I got this question today around %WAIT and why it was so high for all these VMs. I grabbed a screenshot from our test environment. It shows %WAIT next to %VMWAIT.
First of all, I suggest looking at %VMWAIT. This one is more relevant in my opinion than %WAIT. %VMWAIT is a derivative of %WAIT, however it does not include %IDLE time but does include %SWPWT and the time the VM is blocked for when a device is unavailable. That kind of reveals immediately why %WAIT seems extremely high, it includes %IDLE! Another thing to note is the %WAIT for a VM is multiple worlds collided in to a single metric. Let me show you what I mean:
As you can see 5 worlds, which explains the %WAIT time to be around 500% constantly when the VM is not doing much. Hope that helps…
<edit> I just got pointed to this great KB article by one of my colleagues. It explains various CPU metrics in-depth. Key take away from that article for me is the following: %WAIT + %RDY + %CSTP + %RUN = 100%. Note that this is per world! Thanks Daniel for pointing this out!</edit>
d_ says
Nice article on a new metric shown with esxtop 5.
One metric i’m stuck on is %LAT_C, and how that differs to %RDY. The descriptions are very similar, yet i see quite a difference in the values displayed.
Are you able to explain it?
Cheers.
d_
Fly Moon says
Somebody asked the same question at:
http://communities.vmware.com/message/2077455#2077455
Duncan Epping says
@D_: Lat_C is a cumulative of various metrics. I will try to dig up which ones exactly.
Fred Peterson says
Whats the point of %WAIT then if VMware finaly wised up and is giving us a wait value that is way more meaningful?
I hate having to explain %WAIT when it includes a metric that is the opposite of what we actually care about.
Even Microsoft was smart enough to exclude “System Idle Process” when telling us what the CPU usage is!
Fred Peterson says
Yes I’m aware that %WAIT includes metrics that aren’t just about processor usage but thats not the point.
Duncan Epping says
Not sure what your point is either Fred. ESXTOP is not a monitoring tool.

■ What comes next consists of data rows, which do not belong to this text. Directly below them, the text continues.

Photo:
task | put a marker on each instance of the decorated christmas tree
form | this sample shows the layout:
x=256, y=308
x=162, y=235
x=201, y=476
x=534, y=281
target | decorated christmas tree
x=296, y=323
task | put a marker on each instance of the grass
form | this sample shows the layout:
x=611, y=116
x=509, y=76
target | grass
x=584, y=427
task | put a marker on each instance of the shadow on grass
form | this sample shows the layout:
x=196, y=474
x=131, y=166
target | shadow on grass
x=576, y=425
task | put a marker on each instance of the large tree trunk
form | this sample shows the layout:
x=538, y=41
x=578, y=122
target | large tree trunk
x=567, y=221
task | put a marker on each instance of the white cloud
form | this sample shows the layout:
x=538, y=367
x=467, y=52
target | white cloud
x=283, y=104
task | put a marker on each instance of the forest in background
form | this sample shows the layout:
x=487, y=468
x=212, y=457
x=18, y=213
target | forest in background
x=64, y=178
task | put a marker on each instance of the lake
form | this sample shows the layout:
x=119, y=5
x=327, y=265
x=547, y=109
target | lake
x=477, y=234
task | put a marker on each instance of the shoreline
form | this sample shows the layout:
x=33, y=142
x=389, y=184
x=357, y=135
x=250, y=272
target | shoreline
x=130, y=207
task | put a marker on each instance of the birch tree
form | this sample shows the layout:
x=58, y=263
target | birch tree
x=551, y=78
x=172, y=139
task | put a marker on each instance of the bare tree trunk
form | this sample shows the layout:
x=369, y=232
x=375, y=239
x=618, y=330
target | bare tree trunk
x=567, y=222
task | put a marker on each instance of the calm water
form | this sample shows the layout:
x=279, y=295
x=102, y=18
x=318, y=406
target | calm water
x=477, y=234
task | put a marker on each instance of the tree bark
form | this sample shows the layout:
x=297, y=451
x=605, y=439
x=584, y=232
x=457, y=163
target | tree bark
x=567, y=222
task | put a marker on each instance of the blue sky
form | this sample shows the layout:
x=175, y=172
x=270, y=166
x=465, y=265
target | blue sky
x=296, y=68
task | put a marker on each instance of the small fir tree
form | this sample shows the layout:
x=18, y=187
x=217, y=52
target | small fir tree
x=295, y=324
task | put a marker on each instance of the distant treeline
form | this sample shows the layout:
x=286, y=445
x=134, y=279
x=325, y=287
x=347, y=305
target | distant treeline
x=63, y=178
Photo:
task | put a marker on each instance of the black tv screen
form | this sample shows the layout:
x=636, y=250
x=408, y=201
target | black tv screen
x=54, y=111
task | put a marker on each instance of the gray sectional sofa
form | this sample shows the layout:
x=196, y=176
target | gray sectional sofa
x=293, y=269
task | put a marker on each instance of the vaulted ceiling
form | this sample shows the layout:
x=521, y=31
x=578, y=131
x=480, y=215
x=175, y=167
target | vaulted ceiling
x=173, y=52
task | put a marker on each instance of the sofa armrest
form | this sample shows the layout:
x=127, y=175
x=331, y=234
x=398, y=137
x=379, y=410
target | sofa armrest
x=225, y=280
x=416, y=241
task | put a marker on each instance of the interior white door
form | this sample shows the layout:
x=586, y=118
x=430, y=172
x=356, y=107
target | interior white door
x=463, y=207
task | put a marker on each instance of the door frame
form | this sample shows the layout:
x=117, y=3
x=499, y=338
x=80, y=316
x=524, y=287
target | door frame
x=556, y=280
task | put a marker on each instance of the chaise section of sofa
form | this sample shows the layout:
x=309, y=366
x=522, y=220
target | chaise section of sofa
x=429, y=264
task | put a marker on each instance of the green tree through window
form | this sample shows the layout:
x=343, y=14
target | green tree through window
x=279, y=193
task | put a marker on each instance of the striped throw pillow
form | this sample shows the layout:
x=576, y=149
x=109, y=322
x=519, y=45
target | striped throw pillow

It is there for troubleshooting, and metrics are simply not removed to provide backwards compatibility to 3rd party scripts / solutions using them.
Fred Peterson says
I didn’t mean to imply %wait should be removed, rather is there any reason to even bother looking at the metric anymore to prove/disprove performance issues.
Duncan Epping says
Good question, I normally don’t bother any longer… as other metrics are a far better indication.
Pawel says
Hm, I don’t understand one thing: when I expand a world I have 4 parts:
vmware-vmx Wait 97 Idle 0
vmn0:my_machine Wait 69 Idle 68
vmware-vmx Wait 97 Idle 0
mks:my_machhine Wait 97 Idle 0
1. the ‘real’ wait time for my VM is 1% ?
2. why the wait time for other things (vmx and mks) is so big? There is no idle to substract and is it around 97%
Could you Duncan help me with that please?
OHenrard says
Hello, i’m wondering too in my systems
damkus says
What is threshold for %VMWAIT ?